So why is the TypeScript bench slower?

hermitdev · on March 30, 2019

My best guess: probably written by someone that doeant know how to write performance TS. I say this with no skin in the game. I write neither JS nor TS. What I have observed in language benchmarks over the years, is that the benchmarks are rarely written by an expert, but usually by someone with cursory knowledge of the language. E.g. just enough to be dangerous.

Often times, these sorts of benchmarks are done with prejudice (not necessarily malice). The benchmarks are written by someone with something to prove: my chosen tech stack performs better, and let me show you why. A favorite of mine is Perl vs Python comparisons, where you see an idiomatic Perl implementation vs a non idiomatic Python implementation (or other way around). Typically in a head-to-head comparison, the benchmarks are developed by the same individual whom likely has above average knowledge in their favorite and below average in the target they're trying to show as inferior.

You'll see this time and time again in internet benchmarks comparing performance. Unless you can see the code from all benchmarks involved, my suggestion is to avoid them. I mean, for all I know, the author of the benchmark was unaware of the built in sort and instead bubble sorted.

dahart · on March 30, 2019

This is unfortunately pure speculation on top of pure speculation, which is the problem I have with the top comment. You’re assuming incompetence when you could just go look it up. Why assume it’s someone who doesn’t know? Why use that to wander off into rant land about prejudices and make broad claims that internet benchmarks are bad, when you admit to having zero idea what the actual specific problem here is?

The test that lowered TypeScript’s score in the paper is called fannkuch-redux, and here are the sources in question:

https://github.com/greensoftwarelab/Energy-Languages/blob/ma...

They are both contributed by the same person, and there is no bubble sort involved. So now you know.

I don’t see an obvious reason one would be slower, but they’re also quite different. Maybe the algorithmic complexity is different. Maybe the cross-compilation is doing something bad with memory allocation. Note the input sizes for this test are very small, it would be easy for a difference in temporary variables the compiler injects to cause a serious problem.

What is not obvious is any prejudice, malice, or incompetence.

kbenson · on March 30, 2019

> Why use that to wander off into rant land about prejudices and make broad claims that internet benchmarks are bad

What are you talking about? Where did that happen?

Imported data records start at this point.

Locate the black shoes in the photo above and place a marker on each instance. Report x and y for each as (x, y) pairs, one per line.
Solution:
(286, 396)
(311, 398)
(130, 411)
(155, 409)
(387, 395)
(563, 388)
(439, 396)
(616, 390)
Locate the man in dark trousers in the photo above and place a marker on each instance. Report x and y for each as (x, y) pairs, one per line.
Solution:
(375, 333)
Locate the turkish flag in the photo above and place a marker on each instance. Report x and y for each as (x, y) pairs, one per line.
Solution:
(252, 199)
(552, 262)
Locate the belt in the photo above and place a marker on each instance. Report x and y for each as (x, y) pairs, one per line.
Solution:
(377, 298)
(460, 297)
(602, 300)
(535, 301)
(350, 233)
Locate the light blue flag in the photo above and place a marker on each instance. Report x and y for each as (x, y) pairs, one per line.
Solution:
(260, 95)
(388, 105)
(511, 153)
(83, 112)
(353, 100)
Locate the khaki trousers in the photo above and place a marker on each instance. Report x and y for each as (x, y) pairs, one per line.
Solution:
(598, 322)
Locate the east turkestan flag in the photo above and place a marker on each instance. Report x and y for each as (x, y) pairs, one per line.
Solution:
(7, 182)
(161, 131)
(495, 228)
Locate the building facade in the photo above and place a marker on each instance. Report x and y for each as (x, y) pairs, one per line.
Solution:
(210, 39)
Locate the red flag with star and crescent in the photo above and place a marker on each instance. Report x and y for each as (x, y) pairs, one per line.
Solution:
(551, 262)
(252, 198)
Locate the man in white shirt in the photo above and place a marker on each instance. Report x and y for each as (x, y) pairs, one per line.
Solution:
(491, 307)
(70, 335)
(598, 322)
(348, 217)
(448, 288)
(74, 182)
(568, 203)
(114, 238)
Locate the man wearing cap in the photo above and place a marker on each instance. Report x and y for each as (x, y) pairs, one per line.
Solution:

> when you admit to having zero idea what the actual specific problem here is?

This is the comment section for a submission about an article referencing the paper. I brought it up for discussion. It is perfectly valid to bring up a question that you don't know the answer to.

> What is not obvious is any prejudice, malice, or incompetence.

Please stop.

Edit: From another comment, and some deeper digging of my own from that, you might find the archived results of the fannkuch-redux interesting. From 2017-08-01[1] to 2017-09-18[2], the benchmark changed from a running time of 1,204.93 second to a running time of 131.39 seconds. The paper was released in October 2017.

1: https://web.archive.org/web/20170901020804/http://benchmarks...

2: https://web.archive.org/web/20170918163900/http://benchmarks...

dahart · on March 30, 2019

> What are you talking about? Where did that happen?

I was responding directly to @hermitdev. Did you get your threads crossed? What I'm talking about happened immediately above in the parent comment, beginning with "Often times, these sorts of benchmarks are done with prejudice" https://news.ycombinator.com/item?id=19527057

"You'll see this time and time again in internet benchmarks comparing performance."

> It is perfectly valid to bring up a question that you don't know the answer to.

I agree. It's a bummer that's not really what happened here.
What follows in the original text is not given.